Dans ses uniques conclusions transmises le 15 décembre 2020, la société FDG GROUP demande à la cour :

- de confirmer le jugement déféré en ce qu'il a :

- écarté le moyen d'irrecevabilité soulevé en défense et tiré de l'estoppel,

- rejeté la demande de nullité du procès-verbal de saisie contrefaçon soulevée en défense,

- dit que la pince à cheveux dite 'pince noire strass' commercialisée par la société ADOPT' constitue une contrefacon du modele communautaires OCTOPUS appartenant a la société FDG GROUP enregistré sous le numéro 000053574-0002,

- subsidiairement, de juger que le produit commercialisé par la société ADOPT' constitue une copie servile de la pince OCTOPUS appartenant à la société FDG GROUP, avec mêmes condamnations,

- de réformer le jugement entrepris en ce qu'il a alloué à la société FDG GROUP la somme de 40.000 € au titre du préjudice économique et, statuant à nouveau, de condamner la société ADOPT' à verser à ce titre à la société FDG GROUP la somme de 98.181,72 € 'sur le fondement de l'article 1240 du code civil',

- y ajoutant, de juger que les articles contrefaisants ou copies serviles, à raison de leur piètre fabrication, ont nui à l'image de qualité du modèle OCTOPUS de la société FDG GROUP,

- de condamner en conséquence la société ADOPT' à verser à la société FDG GROUP la somme de 50.000 euros à titre de dommages et intérêts,

- y ajoutant, de juger que la commercialisation par la société FOLIES DOUCES des articles contrefaisants ou copies serviles est constitutive d'un parasitisme commercial destiné a promouvoir les autres articles qu'elle commercialise,

- de condamner en conséquence la société ADOPT' à verser à la société FDG GROUP la somme de 50.000 euros à titre de dommages et intérêts,

- y ajoutant, de constater que l'importance de la masse contrefaisante ou de la masse de copies serviles a banalisé le modèle OCTOPUS appartenant à la société FDG GROUP,

- en conséquence, de condamner la société ADOPT' à verser à la société FDG GROUP la somme de 20.000 euros à titre de dommages et intérêts,

- y ajoutant, de juger que le fruit de la contrefaçon ou des copies serviles a procuré à la société ADOPT' des revenus lui ayant permis de développer son activité, notamment au travers de ses établissements secondaires,

- en conséquence, de condamner la société ADOPT à verser à la société FDG GROUP la somme de 50.000 euros à titre de dommages et intérêts,

- y ajoutant, d'ordonner à titre de mesure de réparation la publication du dispositif de la décision à intervenir dans deux revues professionnelles, en l'occurrence LSA et LINEAIRE, aux frais de la société ADOPT et dans la limite de 8.000 euros HT par publication,

- y ajoutant, de condamner la société ADOPT' à rembourser à la société FDG GROUP les frais de la saisie contrefaçon sur production de la facture de 1'huissier instrumentaire et de M. [P] [M], informaticien, l'ayant assisté,

- de condamner également la société ADOPT' en tous les frais de l'instance,

- de condamner la société ADOPT' à verser à la société FDG GROUP la somme de 20.000 euros au titre de l'article 700 du code de procédure civile.

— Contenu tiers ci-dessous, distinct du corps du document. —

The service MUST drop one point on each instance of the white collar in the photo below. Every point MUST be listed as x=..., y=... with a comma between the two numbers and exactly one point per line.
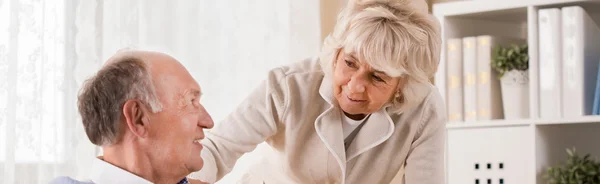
x=104, y=172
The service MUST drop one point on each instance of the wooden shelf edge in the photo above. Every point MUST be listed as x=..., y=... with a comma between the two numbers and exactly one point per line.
x=522, y=122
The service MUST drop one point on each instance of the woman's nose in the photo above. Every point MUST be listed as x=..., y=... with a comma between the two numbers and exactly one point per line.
x=356, y=84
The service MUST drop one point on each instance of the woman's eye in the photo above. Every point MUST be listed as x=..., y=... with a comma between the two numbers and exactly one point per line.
x=350, y=63
x=378, y=79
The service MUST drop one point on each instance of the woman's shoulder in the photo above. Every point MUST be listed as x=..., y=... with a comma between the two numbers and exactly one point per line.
x=303, y=68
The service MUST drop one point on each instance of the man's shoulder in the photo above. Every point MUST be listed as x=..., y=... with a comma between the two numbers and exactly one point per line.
x=67, y=180
x=308, y=66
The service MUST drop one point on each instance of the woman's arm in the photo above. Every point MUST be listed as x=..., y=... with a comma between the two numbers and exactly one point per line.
x=253, y=121
x=425, y=162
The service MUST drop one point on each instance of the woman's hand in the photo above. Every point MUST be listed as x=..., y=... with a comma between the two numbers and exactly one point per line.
x=194, y=181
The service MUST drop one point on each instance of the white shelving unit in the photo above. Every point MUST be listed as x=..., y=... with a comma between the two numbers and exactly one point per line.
x=524, y=148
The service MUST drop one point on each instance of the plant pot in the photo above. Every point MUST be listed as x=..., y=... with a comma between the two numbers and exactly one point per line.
x=515, y=94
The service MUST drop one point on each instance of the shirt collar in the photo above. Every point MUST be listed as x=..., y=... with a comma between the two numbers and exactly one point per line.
x=104, y=172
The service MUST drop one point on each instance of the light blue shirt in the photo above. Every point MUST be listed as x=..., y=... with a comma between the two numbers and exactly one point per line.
x=104, y=172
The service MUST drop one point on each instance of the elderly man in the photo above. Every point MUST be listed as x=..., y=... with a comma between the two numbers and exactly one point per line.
x=143, y=108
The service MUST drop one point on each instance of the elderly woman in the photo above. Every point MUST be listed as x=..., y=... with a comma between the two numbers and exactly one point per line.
x=357, y=114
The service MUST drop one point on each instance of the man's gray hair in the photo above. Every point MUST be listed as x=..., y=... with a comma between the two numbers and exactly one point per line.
x=101, y=99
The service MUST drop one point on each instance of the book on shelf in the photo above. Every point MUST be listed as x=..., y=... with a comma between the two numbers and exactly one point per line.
x=581, y=52
x=454, y=79
x=596, y=108
x=469, y=51
x=488, y=90
x=550, y=61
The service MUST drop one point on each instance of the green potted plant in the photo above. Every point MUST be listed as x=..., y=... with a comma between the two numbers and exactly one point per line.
x=578, y=170
x=512, y=65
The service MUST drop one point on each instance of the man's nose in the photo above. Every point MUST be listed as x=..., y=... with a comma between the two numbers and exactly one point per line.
x=205, y=121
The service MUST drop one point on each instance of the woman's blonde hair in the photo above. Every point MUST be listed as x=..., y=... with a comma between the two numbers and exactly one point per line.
x=391, y=36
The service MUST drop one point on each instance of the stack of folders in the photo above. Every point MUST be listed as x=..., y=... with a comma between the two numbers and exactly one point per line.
x=569, y=46
x=474, y=92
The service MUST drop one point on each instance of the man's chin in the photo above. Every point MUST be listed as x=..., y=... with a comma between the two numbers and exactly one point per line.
x=196, y=165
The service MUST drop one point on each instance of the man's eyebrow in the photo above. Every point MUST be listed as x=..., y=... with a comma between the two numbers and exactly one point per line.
x=195, y=92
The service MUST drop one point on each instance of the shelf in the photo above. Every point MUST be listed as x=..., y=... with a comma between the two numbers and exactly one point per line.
x=478, y=6
x=579, y=120
x=489, y=124
x=522, y=122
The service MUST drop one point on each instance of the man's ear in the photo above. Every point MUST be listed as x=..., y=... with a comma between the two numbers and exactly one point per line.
x=136, y=117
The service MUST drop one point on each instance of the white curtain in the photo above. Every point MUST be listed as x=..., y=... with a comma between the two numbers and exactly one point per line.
x=47, y=49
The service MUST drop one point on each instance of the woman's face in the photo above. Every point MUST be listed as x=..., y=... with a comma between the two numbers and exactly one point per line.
x=359, y=89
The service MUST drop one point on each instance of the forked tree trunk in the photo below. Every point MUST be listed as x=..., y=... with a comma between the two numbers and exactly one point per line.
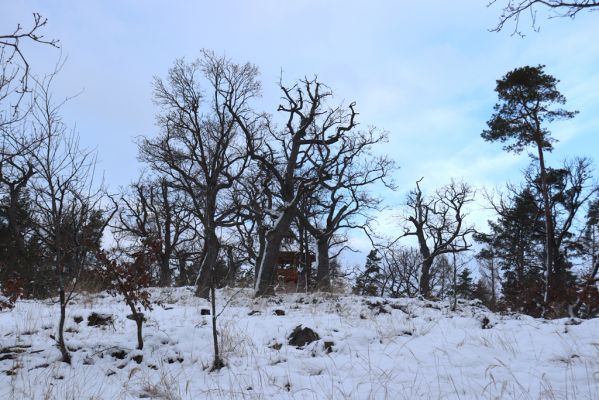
x=138, y=318
x=265, y=279
x=205, y=276
x=323, y=272
x=66, y=356
x=165, y=272
x=549, y=234
x=217, y=362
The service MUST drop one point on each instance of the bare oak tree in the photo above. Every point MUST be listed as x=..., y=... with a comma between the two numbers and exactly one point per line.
x=154, y=210
x=199, y=147
x=437, y=222
x=344, y=200
x=297, y=156
x=70, y=215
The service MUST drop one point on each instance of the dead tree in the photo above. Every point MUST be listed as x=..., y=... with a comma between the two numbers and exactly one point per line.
x=154, y=210
x=289, y=154
x=344, y=200
x=438, y=224
x=513, y=10
x=200, y=147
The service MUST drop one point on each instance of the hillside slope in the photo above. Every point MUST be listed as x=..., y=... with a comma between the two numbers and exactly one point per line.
x=381, y=349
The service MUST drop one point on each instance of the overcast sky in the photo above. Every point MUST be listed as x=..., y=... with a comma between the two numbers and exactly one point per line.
x=423, y=71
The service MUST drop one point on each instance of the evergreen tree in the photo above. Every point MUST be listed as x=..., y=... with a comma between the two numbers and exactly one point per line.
x=369, y=281
x=527, y=100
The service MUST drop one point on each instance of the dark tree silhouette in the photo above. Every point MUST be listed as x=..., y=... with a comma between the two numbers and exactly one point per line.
x=527, y=100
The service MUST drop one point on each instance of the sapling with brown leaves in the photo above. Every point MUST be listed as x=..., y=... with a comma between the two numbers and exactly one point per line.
x=131, y=279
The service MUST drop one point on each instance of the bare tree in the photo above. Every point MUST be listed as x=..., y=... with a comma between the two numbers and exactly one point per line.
x=400, y=271
x=69, y=212
x=154, y=210
x=344, y=199
x=288, y=154
x=14, y=65
x=513, y=10
x=199, y=148
x=438, y=224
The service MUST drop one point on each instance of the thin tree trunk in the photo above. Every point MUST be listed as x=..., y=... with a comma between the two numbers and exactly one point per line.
x=182, y=280
x=165, y=272
x=138, y=318
x=425, y=277
x=549, y=234
x=274, y=237
x=66, y=357
x=218, y=362
x=207, y=268
x=323, y=273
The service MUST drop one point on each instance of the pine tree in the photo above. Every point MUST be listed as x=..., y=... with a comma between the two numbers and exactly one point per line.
x=527, y=100
x=369, y=281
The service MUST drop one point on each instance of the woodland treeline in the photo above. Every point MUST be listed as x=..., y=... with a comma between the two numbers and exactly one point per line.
x=227, y=186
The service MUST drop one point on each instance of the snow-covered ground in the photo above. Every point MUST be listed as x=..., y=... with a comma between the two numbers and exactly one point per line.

L'ordonnance de clôture est du 18 janvier 2022.

MOTIFS DE L'ARRÊT

En application des dispositions de l'article 455 du code de procédure civile, il est expressément renvoyé, pour un exposé exhaustif des prétentions et moyens des parties, aux conclusions écrites qu'elles ont transmises, telles que susvisées.

Sur la recevabilité des demandes de la société FDG GROUP au regard du principe de l'estoppel

La société soutient que la société FDG GROUP n'a eu de cesse d'affirmer devant le tribunal de grande instance de Bordeaux que son action était fondée exclusivement sur la contrefaçon de droit d'auteur alors qu'elle a invoqué devant le tribunal judiciaire de Paris la contrefaçon de modèle communautaire, et qu'un tel changement de position a été de nature à induire son adversaire en erreur. Elle fait valoir que si la société FDG GROUP avait entendu invoquer la contrefaçon de dessin et modèle communautaire, elle n'aurait pas manqué de saisir directement le tribunal judiciaire de Paris, seul compétent pour connaître de sa demande. Elle ajoute que contrairement à ce qu'a retenu le jugement dont appel, la société FDG GROUP n'a pas sollicité la protection au titre du modèle communautaire devant le tribunal de Bordeaux et que si la cour devait écarter l'irrecevabilité des demandes fondée sur l'estoppel, elle devrait au moins rejeter l'intégralité de ses demandes en raison de l'aveu judiciaire résultant de l'attitude procédurale de la société FDG GROUP.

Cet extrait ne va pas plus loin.